ニューエイジ音楽の輪郭が分かる『ニ
ューエイジ・ミュージック・ディスク
ガイド』|EDITOR'S SELECT 013
第13回:書籍『ニューエイジ・ミュージ
ック・ディスクガイド』 by 石丸
ニューエイジ・ミュージックとは
西洋社会における「キリスト教」とも「近代合理主義」とも違う新しい文化原理を探求するカウンターカルチャー、サブカルチャー的思想が大元にあるが、例えば日本では企業の“自己啓発”に繋がっていったり、元々消費社会へのアンチテーゼとして生まれたニューエイジ音楽が、”ヒーリング・ミュージック“シリーズとしてダイソーで100円で売られて大量に商用消費されてしまうなど、このニューエイジ・ミュージックの扱いを追うだけでも、産業社会とそれに対峙、或いは飲み込まれていった概念の縮図が見えてくる。
ディスクガイドの内容
そういった膨らみのある過去をもつニューエイジ・ミュージックを「世界のニューエイジ」「日本のニューエイジ」「テン年代のニューエイジ」「ルーツ・オブ・ニューエイジ」、さらには「俗流アンビエント」「森とニューエイジ」「アニメ・サントラ/イメージ・アルバム」の全7項目に分けてアーカイブしているのがこのディスクガイドだ。
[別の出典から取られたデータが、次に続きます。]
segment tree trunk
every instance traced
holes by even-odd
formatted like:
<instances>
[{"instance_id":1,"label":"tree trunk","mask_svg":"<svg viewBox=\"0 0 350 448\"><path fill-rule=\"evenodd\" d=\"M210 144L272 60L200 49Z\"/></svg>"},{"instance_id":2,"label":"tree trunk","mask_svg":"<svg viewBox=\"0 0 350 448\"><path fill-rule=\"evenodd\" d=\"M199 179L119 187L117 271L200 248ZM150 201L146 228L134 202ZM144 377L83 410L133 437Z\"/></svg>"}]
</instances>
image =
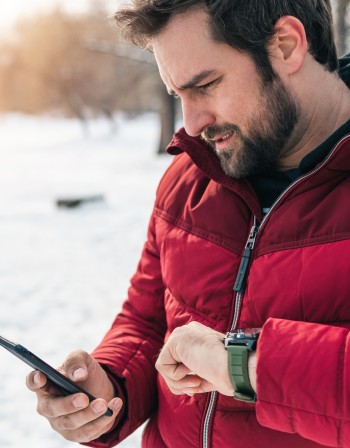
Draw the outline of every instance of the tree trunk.
<instances>
[{"instance_id":1,"label":"tree trunk","mask_svg":"<svg viewBox=\"0 0 350 448\"><path fill-rule=\"evenodd\" d=\"M346 23L349 0L337 0L337 49L341 56L346 52L348 27Z\"/></svg>"},{"instance_id":2,"label":"tree trunk","mask_svg":"<svg viewBox=\"0 0 350 448\"><path fill-rule=\"evenodd\" d=\"M158 146L158 154L165 153L166 147L170 143L173 134L175 132L175 98L168 94L164 85L161 87L160 92L160 139Z\"/></svg>"}]
</instances>

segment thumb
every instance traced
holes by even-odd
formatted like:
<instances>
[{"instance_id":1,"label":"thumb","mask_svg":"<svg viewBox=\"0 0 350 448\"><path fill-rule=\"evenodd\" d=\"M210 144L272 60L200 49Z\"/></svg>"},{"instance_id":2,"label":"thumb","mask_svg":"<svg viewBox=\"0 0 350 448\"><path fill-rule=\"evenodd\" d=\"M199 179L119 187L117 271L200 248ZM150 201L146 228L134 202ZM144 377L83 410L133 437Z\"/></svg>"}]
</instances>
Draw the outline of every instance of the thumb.
<instances>
[{"instance_id":1,"label":"thumb","mask_svg":"<svg viewBox=\"0 0 350 448\"><path fill-rule=\"evenodd\" d=\"M86 381L91 360L92 358L87 352L77 350L68 355L62 368L71 380L76 382Z\"/></svg>"}]
</instances>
王道のニューエイジ・ミュージックはもちろん、例えば先ほども触れた100円ショップのために大量生産された作者不明のアンビエントCDは近年生まれた新しいカテゴリ「俗流アンビエント」に入れられ、2010年以降Vaporwaveなどのインターネットカルチャーと共鳴して再評価、最新作のリリースが進んでいるニューエイジ・リバイバルは「テン年代のニューエイジ」にまとめられている。
第1チャプターである『世界のニューエイジ』がまず最初に知りたい王道ではあるのだが、本来のニューエイジ思想から大きく離れていわば“ゾンビ”のようになった「俗流アンビエント」は、本流とは違う趣きがあったり、実は一番興味をそそられる存在であったりもした。
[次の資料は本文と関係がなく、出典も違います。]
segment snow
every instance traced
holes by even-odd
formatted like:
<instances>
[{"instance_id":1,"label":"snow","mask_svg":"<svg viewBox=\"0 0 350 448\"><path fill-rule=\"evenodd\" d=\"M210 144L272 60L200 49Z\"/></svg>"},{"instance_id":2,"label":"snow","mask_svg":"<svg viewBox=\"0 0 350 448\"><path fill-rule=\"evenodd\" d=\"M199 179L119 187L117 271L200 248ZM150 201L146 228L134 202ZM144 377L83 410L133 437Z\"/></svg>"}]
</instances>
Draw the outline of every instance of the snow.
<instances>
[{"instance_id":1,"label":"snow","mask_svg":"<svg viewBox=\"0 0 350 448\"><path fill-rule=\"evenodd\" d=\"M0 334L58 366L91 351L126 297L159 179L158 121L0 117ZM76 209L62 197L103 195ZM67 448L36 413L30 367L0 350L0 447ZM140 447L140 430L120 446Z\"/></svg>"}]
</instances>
また、各チャプターの間には細野晴臣と岡田拓郎の対談、尾島由郎とスペンサー・ドラン(Visible Cloaks)へのインタビューが挿入。更には『「ニューエイジ・ミュージックの」始祖を探して』(江村幸紀)や、『「チル」と「ニューエイジ」の距離、オルタナティブR&B勃興とニュースエイジ/アンビエント再評価の底流』(TOMC)、『クラブシーンで起きたニューエイジ・リバイバル』(動物豆知識bot)などのコラムも掲載されており、ニューエイジの成り立ちから、クラブ、ストリーミングサービスとの組み合わせによって進んだ再評価の背景を探ったり、膨大な視点からニューエイジを知ることができる必見本となっている。
サウンドはシンプルで、しかも歌のあるポップソングとは違ったインストゥルメンタルな音楽という特性上、ジャンル全貌の輪郭の掴みにくいニューエイジだからこそ、このディスクガイドの活字を読んで各作品をマッピングしながら、脳にインプットすることをオススメする。
コロナ禍以降、音楽の趣味が変わった人が多いという話をよく耳にする。自宅で聴きたい音楽を今も探している方や、これを読んで“アンビエント””ニューエイジ”というキーワードに惹かれている方は、是非一度手に取ってみてはどうだろうか。